Provider Boosts Memory Care Results with Focus on Routine Tasks

The demand for Alzheimer’s care has doubled in the last 20 years, and the population of those needing care is expected to nearly triple in size in the next few decades, according to data from the National Investment Center for Seniors Housing & Care (NIC). To meet this demand, memory care providers are developing evidence-based programs that seek to manage and even delay symptoms.

For one Ohio-based provider, The Lantern Group, repeating everyday tasks with residents—sometimes hundreds of times—has played a central role in its program.

The comapany’s active senior lifestyle approach is one experts believe can reap success in managing and improving outcomes for memory care residents, and The Lantern Group already has some data to back up this idea.


Ray of hope

South Russell, Ohio-based The Lantern Group operates three assisted living and memory care residences throughout the northeastern part of Ohio, and is one provider capitalizing on an active senior lifestyle trend in combating Alzheimer’s disease.

CEO Jean Makesh highlighted the concept of neuroplasticity during the NIC 2017 Fall Conference in Chicago.


The concept revolves around a person’s ability to mold and shape the cognitive capacity and overall “functional size” of their brain, he explained.

“Research shows that there is significant evidence of neuroplasticity even in a 90 year-old brain — so there is a ray of hope,” Makesh said. “For neuroplasticity to occur, any task or anything that you learn, you have to repeat at least 400 to 450 times.”

In Lantern’s communities, caregivers act more as teachers who oversee a small group of residents, and they model tasks and behaviors that residents need to work on.

“If there’s a task that the client has to learn — let’s say that the client has to learn how to feed himself — then that is something that is practiced over and over.
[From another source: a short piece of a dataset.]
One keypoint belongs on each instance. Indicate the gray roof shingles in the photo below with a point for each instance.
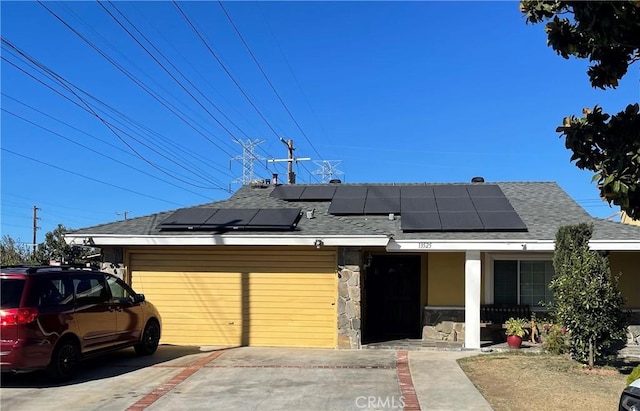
(543, 207)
We need to get that 400 to 450 repetitions,” Makesh said.

In the five years since Makesh has implemented this program at The Lantern, the group has been able to increase the attention span in some residents from two minutes to almost 28 minutes, he explained.

Further, the organization has been able to minimize elopement by bringing the outside in. The Lantern Group has installed a simulated light feature that mimics the sunrise and sunset in the common area of its Chagrin Valley community in South Russell, as well as creating an indoor fountain display at its Madison, Ohio community.

A combined approach

The Lantern Group approach is one that has endorsements from experts in the memory care field.
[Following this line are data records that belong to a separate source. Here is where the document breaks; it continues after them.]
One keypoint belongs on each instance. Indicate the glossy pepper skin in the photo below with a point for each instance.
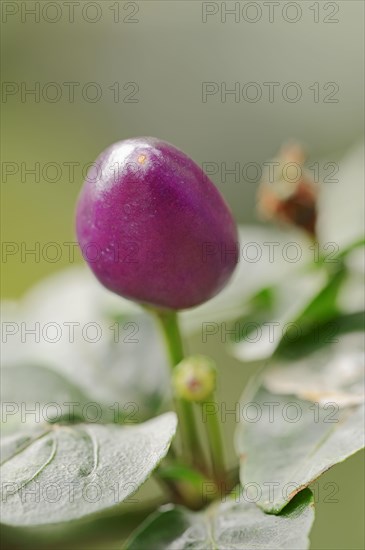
(153, 227)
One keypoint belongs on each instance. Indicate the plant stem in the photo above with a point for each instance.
(191, 445)
(215, 443)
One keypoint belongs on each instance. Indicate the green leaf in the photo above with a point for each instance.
(293, 301)
(264, 260)
(33, 393)
(300, 418)
(234, 524)
(58, 473)
(107, 346)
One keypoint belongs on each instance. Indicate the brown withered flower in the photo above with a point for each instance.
(287, 193)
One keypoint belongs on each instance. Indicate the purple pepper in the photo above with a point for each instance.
(153, 227)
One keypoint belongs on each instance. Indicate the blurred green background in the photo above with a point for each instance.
(167, 51)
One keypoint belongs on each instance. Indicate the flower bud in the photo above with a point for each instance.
(194, 379)
(153, 227)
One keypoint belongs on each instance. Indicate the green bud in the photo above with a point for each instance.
(194, 379)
Utilizing current pharmaceuticals available in the market, in conjunction with promoting an active senior lifestyle, is critical to managing Alzheimer’s disease, according Maria Carrillo, chief science officer at the Chicago-based national non-profit Alzheimer’s Association.
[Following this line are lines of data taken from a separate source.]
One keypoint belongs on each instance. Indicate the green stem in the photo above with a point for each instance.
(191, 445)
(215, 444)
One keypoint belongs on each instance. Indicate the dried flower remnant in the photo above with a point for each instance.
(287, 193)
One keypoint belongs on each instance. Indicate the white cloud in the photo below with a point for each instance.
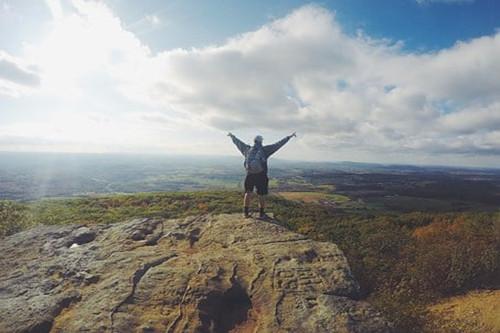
(16, 77)
(347, 96)
(426, 2)
(153, 19)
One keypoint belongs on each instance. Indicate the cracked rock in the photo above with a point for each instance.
(220, 273)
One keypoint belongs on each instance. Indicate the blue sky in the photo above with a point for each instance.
(401, 81)
(427, 25)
“[The] combination therapy approach will help us take Alzheimer’s from a killer to a chronically managed disease,” she said during the NIC panel.

And despite the growing prevalence of Alzheimer’s disease in the senior population, society’s health conscious mindset may slow the growth rate and play a role in preventing or delaying the onset of Alzheimer’s disease, said Pinchas Cohen, MD, dean at the University of Southern California’s Leonard Davis School of Gerontology.

“That’s a trend that we need to capitalize on,” he said.